Minecraft: Story Mode was one of the few successes of latter-era Telltale.

Worse, as quality was dropping and the studio was mired in crunch, none of these titles were apparently leading to profit at the company. According to recent tweets from Forbes contributor Joe Parlock, an anonymous source told him that most Telltale projects weren't making money for the studio. Minecraft: Story Mode, the first season of The Walking Dead, and the Telltale published 7 Days to Die were the only things that were working out. Batman: The Telltale Series was reportedly "one of the worst commercial failures" for the company. Game of Thrones, Tales From the Borderlands, Wolf Among Us, and Guardians of the Galaxy were all financial failures.

Despite all these problems, things were looking up on the surface. Bruner was ousted at the company in early 2017. At E3 2018, Telltale Games and Netflix announced a deal for an interactive project based on Minecraft: Story Mode and a game based on Stranger Things. Telltale's new CEO, Pete Hawley, was seen as a fixer for the company's problems, and The Walking Dead: The Final Season was going to be the last game developed on the studio's old engine. Stranger Things would be moved to Unity.

"Pete Hawley has quickly restored Telltale Games to its former position of innovation and leadership in choose-your-own-narrative interactive storytelling," Telltale Games board member and Lionsgate president of interactive ventures, games and digital strategy Peter Levin told Variety.

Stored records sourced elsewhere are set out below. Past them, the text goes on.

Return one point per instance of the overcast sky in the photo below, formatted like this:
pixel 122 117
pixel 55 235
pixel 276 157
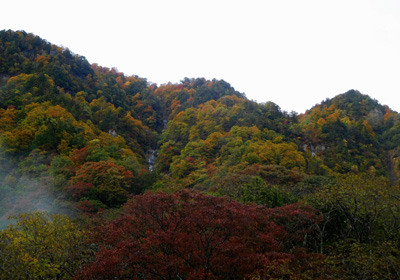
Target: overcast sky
pixel 294 53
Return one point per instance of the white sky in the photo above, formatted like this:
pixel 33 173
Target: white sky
pixel 294 53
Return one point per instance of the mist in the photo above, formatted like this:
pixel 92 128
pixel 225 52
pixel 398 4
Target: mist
pixel 26 186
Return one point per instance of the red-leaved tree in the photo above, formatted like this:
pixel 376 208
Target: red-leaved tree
pixel 187 235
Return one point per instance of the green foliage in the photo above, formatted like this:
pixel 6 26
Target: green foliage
pixel 42 246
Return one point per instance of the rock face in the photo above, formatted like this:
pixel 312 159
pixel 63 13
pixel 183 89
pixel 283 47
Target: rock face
pixel 393 166
pixel 315 149
pixel 151 159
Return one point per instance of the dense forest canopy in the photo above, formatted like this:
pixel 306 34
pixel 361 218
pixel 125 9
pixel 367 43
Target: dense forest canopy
pixel 189 180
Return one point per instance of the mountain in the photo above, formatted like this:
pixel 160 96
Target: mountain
pixel 81 139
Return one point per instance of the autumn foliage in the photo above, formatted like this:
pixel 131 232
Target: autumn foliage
pixel 191 236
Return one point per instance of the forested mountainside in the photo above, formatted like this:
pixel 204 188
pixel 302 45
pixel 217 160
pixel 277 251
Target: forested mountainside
pixel 189 180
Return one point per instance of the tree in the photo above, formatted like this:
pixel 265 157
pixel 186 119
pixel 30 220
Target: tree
pixel 187 235
pixel 110 182
pixel 42 246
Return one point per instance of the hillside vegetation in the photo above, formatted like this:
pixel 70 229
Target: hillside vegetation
pixel 111 177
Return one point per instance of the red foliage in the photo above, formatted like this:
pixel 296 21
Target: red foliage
pixel 190 236
pixel 79 156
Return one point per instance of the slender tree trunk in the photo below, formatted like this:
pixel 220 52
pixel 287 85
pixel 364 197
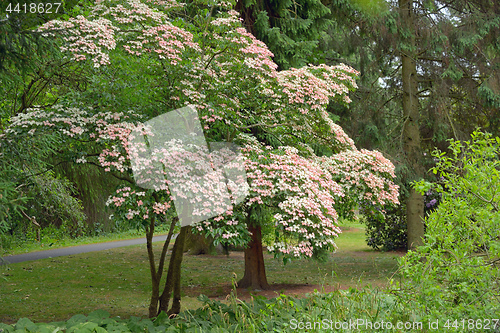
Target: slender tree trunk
pixel 156 274
pixel 173 282
pixel 411 130
pixel 155 283
pixel 255 271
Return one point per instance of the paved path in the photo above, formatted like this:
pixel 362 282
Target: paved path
pixel 66 251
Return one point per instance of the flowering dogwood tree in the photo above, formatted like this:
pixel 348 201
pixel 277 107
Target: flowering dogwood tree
pixel 201 56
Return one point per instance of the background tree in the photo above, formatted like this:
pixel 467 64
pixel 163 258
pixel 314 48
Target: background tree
pixel 208 54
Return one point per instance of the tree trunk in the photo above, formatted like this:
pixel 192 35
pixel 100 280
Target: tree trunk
pixel 255 271
pixel 411 130
pixel 174 276
pixel 156 274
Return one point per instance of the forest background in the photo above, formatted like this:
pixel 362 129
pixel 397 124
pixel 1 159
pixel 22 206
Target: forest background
pixel 429 72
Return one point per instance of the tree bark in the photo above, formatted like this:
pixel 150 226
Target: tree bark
pixel 411 130
pixel 255 271
pixel 156 274
pixel 174 276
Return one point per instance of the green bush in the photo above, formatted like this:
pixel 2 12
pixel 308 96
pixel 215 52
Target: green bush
pixel 456 272
pixel 385 228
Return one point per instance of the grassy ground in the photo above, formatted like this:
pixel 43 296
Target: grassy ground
pixel 48 243
pixel 118 280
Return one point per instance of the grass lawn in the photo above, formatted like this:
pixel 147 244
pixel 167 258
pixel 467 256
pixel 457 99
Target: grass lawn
pixel 118 280
pixel 49 243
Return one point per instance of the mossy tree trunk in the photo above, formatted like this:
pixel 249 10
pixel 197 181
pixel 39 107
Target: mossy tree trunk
pixel 411 130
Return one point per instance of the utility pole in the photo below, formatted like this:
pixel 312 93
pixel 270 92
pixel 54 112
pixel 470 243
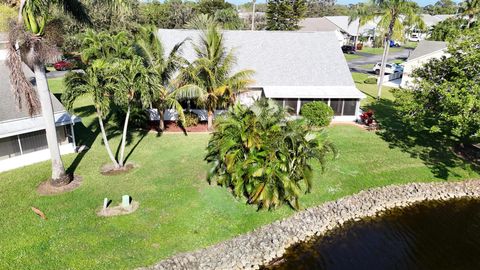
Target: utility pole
pixel 253 16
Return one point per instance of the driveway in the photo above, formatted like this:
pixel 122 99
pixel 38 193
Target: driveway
pixel 355 65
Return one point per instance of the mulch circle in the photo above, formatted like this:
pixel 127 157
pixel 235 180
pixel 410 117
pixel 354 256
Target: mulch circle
pixel 46 188
pixel 109 169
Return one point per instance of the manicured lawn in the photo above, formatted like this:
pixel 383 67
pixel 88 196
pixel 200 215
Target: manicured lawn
pixel 178 211
pixel 379 50
pixel 370 89
pixel 349 57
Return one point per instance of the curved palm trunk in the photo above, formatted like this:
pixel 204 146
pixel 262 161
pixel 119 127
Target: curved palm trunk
pixel 124 137
pixel 105 139
pixel 210 120
pixel 59 176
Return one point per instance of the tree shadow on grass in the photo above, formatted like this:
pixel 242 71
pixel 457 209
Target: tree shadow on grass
pixel 433 150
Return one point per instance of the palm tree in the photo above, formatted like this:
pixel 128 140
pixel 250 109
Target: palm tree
pixel 161 71
pixel 129 84
pixel 29 43
pixel 92 82
pixel 470 8
pixel 264 157
pixel 209 78
pixel 391 13
pixel 363 13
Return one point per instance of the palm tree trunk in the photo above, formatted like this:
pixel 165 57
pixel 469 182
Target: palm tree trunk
pixel 124 137
pixel 210 120
pixel 105 140
pixel 161 124
pixel 59 177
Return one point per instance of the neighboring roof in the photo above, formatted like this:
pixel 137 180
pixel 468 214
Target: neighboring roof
pixel 317 24
pixel 427 47
pixel 8 105
pixel 279 58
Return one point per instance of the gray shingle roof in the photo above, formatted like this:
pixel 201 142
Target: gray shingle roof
pixel 426 47
pixel 8 108
pixel 278 58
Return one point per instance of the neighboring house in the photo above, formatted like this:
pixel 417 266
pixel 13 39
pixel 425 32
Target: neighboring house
pixel 345 32
pixel 22 138
pixel 292 68
pixel 425 51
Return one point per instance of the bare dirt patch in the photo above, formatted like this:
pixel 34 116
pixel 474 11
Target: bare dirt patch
pixel 109 169
pixel 118 210
pixel 46 188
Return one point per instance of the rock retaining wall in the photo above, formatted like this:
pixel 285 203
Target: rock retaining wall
pixel 264 244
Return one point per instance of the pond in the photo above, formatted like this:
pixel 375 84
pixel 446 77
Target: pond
pixel 429 235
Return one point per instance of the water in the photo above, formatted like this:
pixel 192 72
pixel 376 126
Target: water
pixel 433 235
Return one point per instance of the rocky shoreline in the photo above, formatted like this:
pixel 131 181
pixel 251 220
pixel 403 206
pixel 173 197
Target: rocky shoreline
pixel 259 247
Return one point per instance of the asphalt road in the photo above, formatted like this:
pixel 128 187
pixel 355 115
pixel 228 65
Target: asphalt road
pixel 372 59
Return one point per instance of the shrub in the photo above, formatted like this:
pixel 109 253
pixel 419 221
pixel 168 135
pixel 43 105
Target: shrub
pixel 370 80
pixel 191 119
pixel 317 113
pixel 262 156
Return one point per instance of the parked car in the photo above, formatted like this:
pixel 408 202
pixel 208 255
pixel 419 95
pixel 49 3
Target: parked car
pixel 348 49
pixel 389 68
pixel 68 63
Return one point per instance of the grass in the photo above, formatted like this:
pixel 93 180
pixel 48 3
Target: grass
pixel 178 210
pixel 349 57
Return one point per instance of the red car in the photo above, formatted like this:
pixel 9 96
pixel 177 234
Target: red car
pixel 67 64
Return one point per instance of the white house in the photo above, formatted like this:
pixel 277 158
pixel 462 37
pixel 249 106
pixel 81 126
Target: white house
pixel 22 138
pixel 292 68
pixel 425 51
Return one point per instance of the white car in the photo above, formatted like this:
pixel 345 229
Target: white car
pixel 389 68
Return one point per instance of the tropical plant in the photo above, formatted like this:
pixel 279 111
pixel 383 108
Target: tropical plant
pixel 444 101
pixel 285 14
pixel 394 16
pixel 470 8
pixel 92 82
pixel 129 86
pixel 363 13
pixel 262 156
pixel 28 42
pixel 208 79
pixel 161 71
pixel 317 113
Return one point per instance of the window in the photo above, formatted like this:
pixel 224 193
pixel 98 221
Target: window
pixel 336 105
pixel 291 105
pixel 33 141
pixel 349 107
pixel 9 147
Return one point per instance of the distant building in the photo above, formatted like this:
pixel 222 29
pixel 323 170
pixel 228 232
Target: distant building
pixel 292 68
pixel 22 138
pixel 425 51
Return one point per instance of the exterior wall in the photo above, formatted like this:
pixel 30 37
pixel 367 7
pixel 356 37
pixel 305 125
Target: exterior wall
pixel 29 148
pixel 410 66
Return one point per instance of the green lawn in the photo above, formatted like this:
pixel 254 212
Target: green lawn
pixel 370 89
pixel 178 210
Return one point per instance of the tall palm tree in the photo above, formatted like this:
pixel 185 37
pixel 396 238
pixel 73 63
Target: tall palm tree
pixel 161 70
pixel 393 14
pixel 363 13
pixel 470 8
pixel 129 84
pixel 92 82
pixel 209 77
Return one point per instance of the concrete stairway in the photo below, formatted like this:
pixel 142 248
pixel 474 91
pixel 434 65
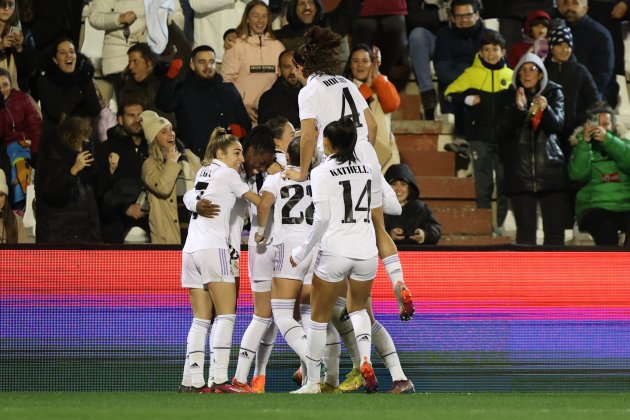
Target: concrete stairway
pixel 452 200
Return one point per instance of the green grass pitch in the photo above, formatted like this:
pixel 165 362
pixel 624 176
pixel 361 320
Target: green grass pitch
pixel 435 406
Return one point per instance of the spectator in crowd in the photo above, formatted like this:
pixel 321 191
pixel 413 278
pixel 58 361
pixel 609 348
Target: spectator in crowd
pixel 67 210
pixel 202 101
pixel 126 23
pixel 143 77
pixel 512 14
pixel 600 162
pixel 535 33
pixel 20 129
pixel 17 48
pixel 11 226
pixel 593 47
pixel 535 167
pixel 281 98
pixel 213 19
pixel 19 116
pixel 302 14
pixel 455 50
pixel 363 69
pixel 416 224
pixel 382 23
pixel 611 14
pixel 168 173
pixel 484 89
pixel 580 92
pixel 66 86
pixel 424 21
pixel 120 188
pixel 251 62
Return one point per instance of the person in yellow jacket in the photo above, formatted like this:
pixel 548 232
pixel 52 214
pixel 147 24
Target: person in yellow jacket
pixel 483 88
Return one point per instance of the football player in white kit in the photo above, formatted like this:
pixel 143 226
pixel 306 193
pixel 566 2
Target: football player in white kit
pixel 261 333
pixel 343 195
pixel 206 268
pixel 326 98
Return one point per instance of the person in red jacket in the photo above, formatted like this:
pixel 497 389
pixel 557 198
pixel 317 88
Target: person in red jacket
pixel 536 31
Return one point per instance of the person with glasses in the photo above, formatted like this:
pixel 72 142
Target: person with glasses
pixel 535 167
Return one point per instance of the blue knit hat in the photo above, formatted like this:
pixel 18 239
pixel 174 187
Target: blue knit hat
pixel 559 35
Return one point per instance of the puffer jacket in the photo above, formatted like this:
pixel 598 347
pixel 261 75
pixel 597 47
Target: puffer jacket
pixel 104 16
pixel 491 83
pixel 533 159
pixel 67 210
pixel 603 170
pixel 252 65
pixel 415 214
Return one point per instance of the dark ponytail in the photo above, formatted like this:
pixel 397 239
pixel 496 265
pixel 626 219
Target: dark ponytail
pixel 342 135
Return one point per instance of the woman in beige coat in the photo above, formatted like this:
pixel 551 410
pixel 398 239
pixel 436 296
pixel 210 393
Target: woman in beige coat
pixel 168 173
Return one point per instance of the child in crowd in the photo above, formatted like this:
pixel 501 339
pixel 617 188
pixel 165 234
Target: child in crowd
pixel 416 224
pixel 483 87
pixel 535 32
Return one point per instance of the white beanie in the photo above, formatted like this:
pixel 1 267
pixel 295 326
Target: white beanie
pixel 152 123
pixel 4 188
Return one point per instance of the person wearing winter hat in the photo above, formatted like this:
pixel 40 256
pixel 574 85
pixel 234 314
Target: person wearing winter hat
pixel 168 173
pixel 535 169
pixel 580 91
pixel 11 227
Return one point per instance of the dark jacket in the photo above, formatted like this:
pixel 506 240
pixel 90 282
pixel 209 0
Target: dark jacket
pixel 70 94
pixel 415 214
pixel 66 208
pixel 580 93
pixel 593 47
pixel 280 100
pixel 339 20
pixel 200 106
pixel 532 158
pixel 147 90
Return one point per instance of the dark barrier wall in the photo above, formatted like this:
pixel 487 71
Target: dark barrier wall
pixel 486 321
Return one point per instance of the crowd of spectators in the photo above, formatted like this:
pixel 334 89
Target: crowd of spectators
pixel 177 70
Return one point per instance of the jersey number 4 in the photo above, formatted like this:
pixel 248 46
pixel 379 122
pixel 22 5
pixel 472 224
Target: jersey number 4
pixel 348 204
pixel 347 97
pixel 298 195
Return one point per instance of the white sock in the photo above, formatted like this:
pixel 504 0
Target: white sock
pixel 264 350
pixel 221 346
pixel 195 353
pixel 249 346
pixel 363 333
pixel 305 315
pixel 346 332
pixel 316 344
pixel 291 330
pixel 213 331
pixel 393 268
pixel 331 356
pixel 387 350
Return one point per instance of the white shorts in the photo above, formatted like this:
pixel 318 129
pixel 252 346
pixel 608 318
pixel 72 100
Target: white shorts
pixel 282 268
pixel 235 259
pixel 315 257
pixel 260 267
pixel 335 268
pixel 366 153
pixel 205 266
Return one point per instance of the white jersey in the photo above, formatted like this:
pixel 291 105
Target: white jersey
pixel 293 209
pixel 347 188
pixel 221 185
pixel 328 98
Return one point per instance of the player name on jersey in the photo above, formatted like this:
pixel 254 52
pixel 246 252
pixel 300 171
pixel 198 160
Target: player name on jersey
pixel 347 170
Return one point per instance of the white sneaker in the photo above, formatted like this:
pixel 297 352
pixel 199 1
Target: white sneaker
pixel 308 389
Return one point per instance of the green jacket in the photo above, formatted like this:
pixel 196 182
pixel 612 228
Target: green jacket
pixel 604 171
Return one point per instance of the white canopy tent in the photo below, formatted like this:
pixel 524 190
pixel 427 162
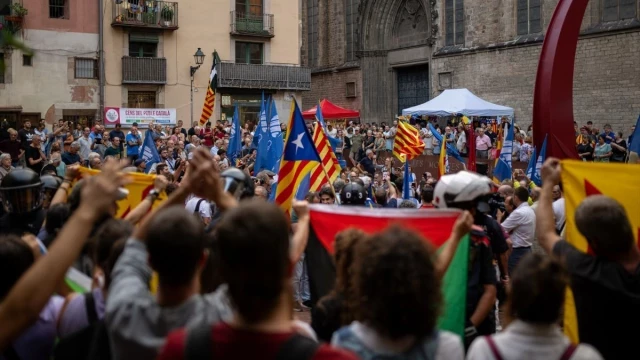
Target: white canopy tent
pixel 458 102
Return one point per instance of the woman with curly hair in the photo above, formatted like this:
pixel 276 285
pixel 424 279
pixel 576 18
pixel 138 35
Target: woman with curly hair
pixel 537 295
pixel 331 313
pixel 396 301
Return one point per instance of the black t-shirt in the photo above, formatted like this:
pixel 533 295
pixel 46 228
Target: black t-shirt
pixel 25 137
pixel 33 153
pixel 368 165
pixel 607 299
pixel 496 236
pixel 480 273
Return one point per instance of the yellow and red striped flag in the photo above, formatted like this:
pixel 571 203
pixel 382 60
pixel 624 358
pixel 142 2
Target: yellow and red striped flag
pixel 298 159
pixel 329 165
pixel 581 179
pixel 407 143
pixel 210 99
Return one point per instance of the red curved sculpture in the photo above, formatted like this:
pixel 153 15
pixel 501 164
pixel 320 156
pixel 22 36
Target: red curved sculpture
pixel 553 96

The future of Telltale is as dire as Clem's situation in The Walking Dead: The Final Season.

Despite that apparent upswing, last week saw Telltale fire 225 employees without any severance. The money had dried up and cuts were needed to keep the doors open and finish the Minecraft: Story Mode project for Netflix. It's unlikely The Walking Dead: The Final Season will be finished, though Telltale recently revealed that it's looking into partnerships to finish the series.

"The company was working diligently to close a round of financing," Telltale co-founder Dan Connors told Variety yesterday. "Unfortunately, when the last potential financial backer abruptly pulled out, we were left in a position where we had no choice but to stop production. Sadly, everyone was so focused on doing what was required to keep the company going that when the last potential partner backed out, there were no other options."

And with that, a studio that started with such promise and grew to be a major force in the industry, quietly limps towards death. The story of Telltale Games isn't entirely over, but there's an air of finality over the studio now. All that's left is to lament the promise of what was and what could've been.